Devin AI was created by Cognition Labs, a startup company consisting of ten members including CEO Scott Wu and chief technology officer Steven Hao, with funding from Peter Thiel's Founders Fund firm.[2][3] Several of the members had participated in competitive coding contests before forming the company.[3] The members developed the software via a combination of training large language models akin to OpenAI's GPT-4 with aspects from reinforcement learning.[3]

Abilities

Devin AI performs AI-assisted software development tasks autonomously, and can code and debug via machine learning techniques.[4][5] Devin AI works through a user prompting the software with a task in natural language, with the software responding by generating a plan and the code.[3] It searches online resources during the process.[4] The software also takes prompts from users during the implementation process and adjusts its plans accordingly, such as when a user notices an issue or bug.[3][6]

A test conducted by Bloomberg revealed that the tool could create a website within ten minutes and could recreate a Pong website in a similar timeframe.[3] Other examples include building a project to display images from a blog post, and compiling a computer vision model from an Upwork project.[6]

Reception

Devin AI has been met with praise, concern and skepticism from journalists and software engineers.[1][7][8] Its announcement on X led to praise from investors and software engineers while spawning various memes.[1] Along with the company, the tool has seen optimism amongst AI enthusiasts and anticipation for its public availability.[3] The tool has also been noted for potentially allowing users of a non-technical background to create projects, and aiding developers in solving more complex tasks.[4] The Indian Express claimed that its capabilities could streamline the software development process while avoiding human error.[5] CEO Aravind Srinivas of Perplexity.ai offered praise to Devin, claiming that it "seemed to be 'the first demo of any agent, leave alone coding, that seems to cross the threshold' of human capability."[7] After the release of Devin AI, Cognition Labs experienced increasing growth and interest. Early 2024, the startup raised $21 million in a deal valuing it at $350 million. It then turned down offers valuing it at $1 billion. According to the Wall Street Journal, the company has been in talks with investors for a deal that would value it at up to $2 billion.[9]

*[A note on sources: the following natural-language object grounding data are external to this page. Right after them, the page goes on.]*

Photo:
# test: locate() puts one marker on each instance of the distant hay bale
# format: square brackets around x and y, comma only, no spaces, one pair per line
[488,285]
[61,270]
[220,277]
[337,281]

Concern for the software includes its implications for the future of AI and the software development industry.[3][7] In the wake of layoffs within the tech industry throughout 2023 and 2024,[7] discourse of the tool involves concerns that it may replace engineers and remove lower-level jobs.[4] On social media, various developers expressed criticism for the software's capabilities and potential to incite job layoffs.[1][7][8] Skepticism also emerged that the tool may struggle to complete tasks with more intricate requirements and scenarios that would necessitate human creativity, along with its efficiency.[5][7] Further skepticism regarding its accuracy has emerged following the tool's promotional videos, such as its performance of Devin AI's execution of the Upwork project; YouTube channels such as Internet of Bugs and Computer Vision Project criticized the tool for failing to deliver on the project request, instead writing, testing, and debugging code irrelevant to the Upwork request.[10] However, the tool has also been regarded to encourage software engineers to perform more creative work.[3][5] Following Devin's debut, various AI software engineering models have been released, such as free and open source replacements like OpenDevin (now called OpenHands) [11] and Devika,[12] and Genie by San Francisco-based startup Cosine.[13]